Developing content for a TV generation 

Carol Dwyer is a live wire, she’s a ‘mature’ lecturer at False Bay College who has embraced technology in order to develop blended learning experiences that are entertaining, appropriate, and relevant to the topic as well as contextualized for the local student. Her inputs help us understand how to develop content for a TV generation. 

Carol Dwyer started as a Life Orientation lecturer in the TVET sector. Over the past 10 years, she has transformed blended learning from a senior management strategy to an operational reality. As E-learning Manager she has implemented and promoted the use of a sophisticated Learning Management System (LMS) which all students have access to either off campus or in the well-established and fully functional open learning centers at their campuses. 

Speaking at Eiffel Corp’s 20th celebration in Cape Town recently, Dwyer challenged educators to transform their academic teaching material into content that’s engaging, entertaining, relevant, contextualized and in manageable bite size chunks. 

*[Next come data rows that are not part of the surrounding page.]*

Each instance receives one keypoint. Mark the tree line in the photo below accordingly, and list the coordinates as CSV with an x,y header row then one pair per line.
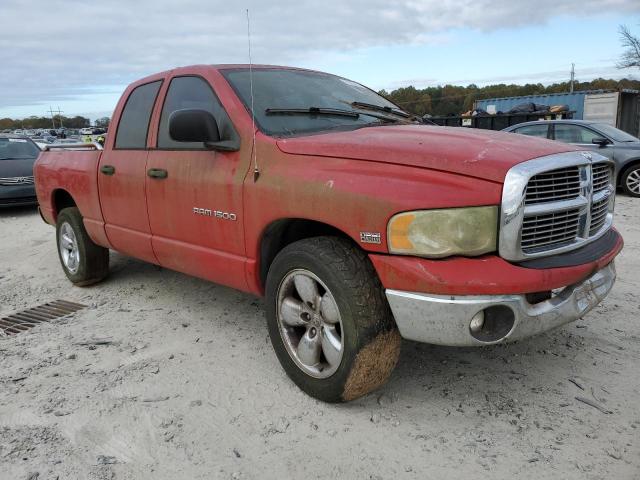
x,y
35,122
454,100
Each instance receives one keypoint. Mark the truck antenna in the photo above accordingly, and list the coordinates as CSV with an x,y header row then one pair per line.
x,y
256,170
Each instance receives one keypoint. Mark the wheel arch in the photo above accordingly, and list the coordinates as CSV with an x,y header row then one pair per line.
x,y
282,232
61,199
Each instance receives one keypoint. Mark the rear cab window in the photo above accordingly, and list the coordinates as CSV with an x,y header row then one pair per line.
x,y
133,126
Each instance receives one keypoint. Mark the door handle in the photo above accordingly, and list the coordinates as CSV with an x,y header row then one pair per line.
x,y
108,169
157,173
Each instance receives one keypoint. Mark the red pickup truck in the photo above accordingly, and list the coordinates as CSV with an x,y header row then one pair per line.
x,y
358,223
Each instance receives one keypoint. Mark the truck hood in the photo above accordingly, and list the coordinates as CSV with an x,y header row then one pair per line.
x,y
476,153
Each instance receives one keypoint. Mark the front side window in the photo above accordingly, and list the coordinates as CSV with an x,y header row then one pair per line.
x,y
192,93
134,121
534,130
574,134
282,100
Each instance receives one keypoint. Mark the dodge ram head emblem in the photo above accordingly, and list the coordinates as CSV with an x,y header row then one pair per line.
x,y
207,212
370,237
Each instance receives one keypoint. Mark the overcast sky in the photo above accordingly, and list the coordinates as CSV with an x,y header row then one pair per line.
x,y
79,55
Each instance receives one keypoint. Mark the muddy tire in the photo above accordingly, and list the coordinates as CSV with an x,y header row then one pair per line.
x,y
329,321
83,261
630,181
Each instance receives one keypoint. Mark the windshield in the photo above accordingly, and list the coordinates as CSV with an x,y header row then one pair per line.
x,y
17,149
282,90
615,133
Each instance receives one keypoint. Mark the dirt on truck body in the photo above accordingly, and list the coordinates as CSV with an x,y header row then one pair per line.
x,y
358,223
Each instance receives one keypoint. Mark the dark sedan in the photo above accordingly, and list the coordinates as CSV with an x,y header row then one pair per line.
x,y
619,146
17,155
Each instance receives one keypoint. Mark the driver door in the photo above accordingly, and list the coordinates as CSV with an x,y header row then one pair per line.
x,y
194,194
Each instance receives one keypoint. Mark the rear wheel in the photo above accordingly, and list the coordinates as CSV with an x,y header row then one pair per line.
x,y
83,261
329,321
631,181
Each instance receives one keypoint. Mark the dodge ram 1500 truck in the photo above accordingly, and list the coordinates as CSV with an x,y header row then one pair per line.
x,y
357,223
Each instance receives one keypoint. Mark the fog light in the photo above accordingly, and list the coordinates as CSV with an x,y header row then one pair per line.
x,y
477,322
492,324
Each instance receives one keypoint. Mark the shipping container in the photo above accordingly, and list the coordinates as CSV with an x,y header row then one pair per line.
x,y
619,109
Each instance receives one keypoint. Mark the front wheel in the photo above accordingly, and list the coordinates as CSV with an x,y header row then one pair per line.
x,y
83,261
631,181
329,321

“Don’t let anyone tell you it requires a lot of money – it takes a mind shift, creativity and time,” she said. 

“We’re teaching a TV generation, which means teaching material must include visual imagery, graphics, videos and cater for students you tend to have a short attention span. 

“I based the blended learning system at False Bay College on two specific Learning Theories that seem to embody the way 21st Century Learners learn, namely Constructivism and Connectivism. In Constructivism the students construct knowledge or build knowledge from the information provided and their current world view. As, the educator, I assist this construction by providing scaffolding – it is like building Lego, you construct the next piece of information by building on top of what you already have – as each new piece is added and built on the student ends up constructing a full view. 

“In Connectivism, learning is in the network.  You’ll find someone who will tell you what you need to know when you need to know it, usually via Google. My job is to facilitate the student’s use of the information, not the content. Information is disposable, and it’s picked up again when needed,” she added.  

The network can be digital such as the internet, but it can also be personal as in asking an expert in a particular field to explain a piece of content, concept or demonstrating a skill. 

Lessons learned when creating blended learning: 

  • Presenting content in bite size chunks – we call this conceptual teaching – teaching a concept one at a time rather than just a lot of content 
  • Learner centered – self-paced, with continual testing loops and feedback 
  • Short lecture capture – for short attention spans 
  • Screen capture – using Camstudio – it is free and great for teaching functions on a computer 
  • Peer education – discussions, forums, self-made videos 

“I believe technology is a tool, not a learning outcome. Technology is a tool that you use to leverage the teaching – it is not the teaching and will never replace the teacher.” 

 

*This month we celebrate Women’s Day. On 9 August 1956 women in South Africa gathered to protest an unfair pass law. The success of this march was the unity amongst a diverse group of women from all over South Africa, coming together to have their voices heard. Forming a cornerstone in our South African society and a moral voice for our country. We would like to honour women who have an impact on the South African Education system.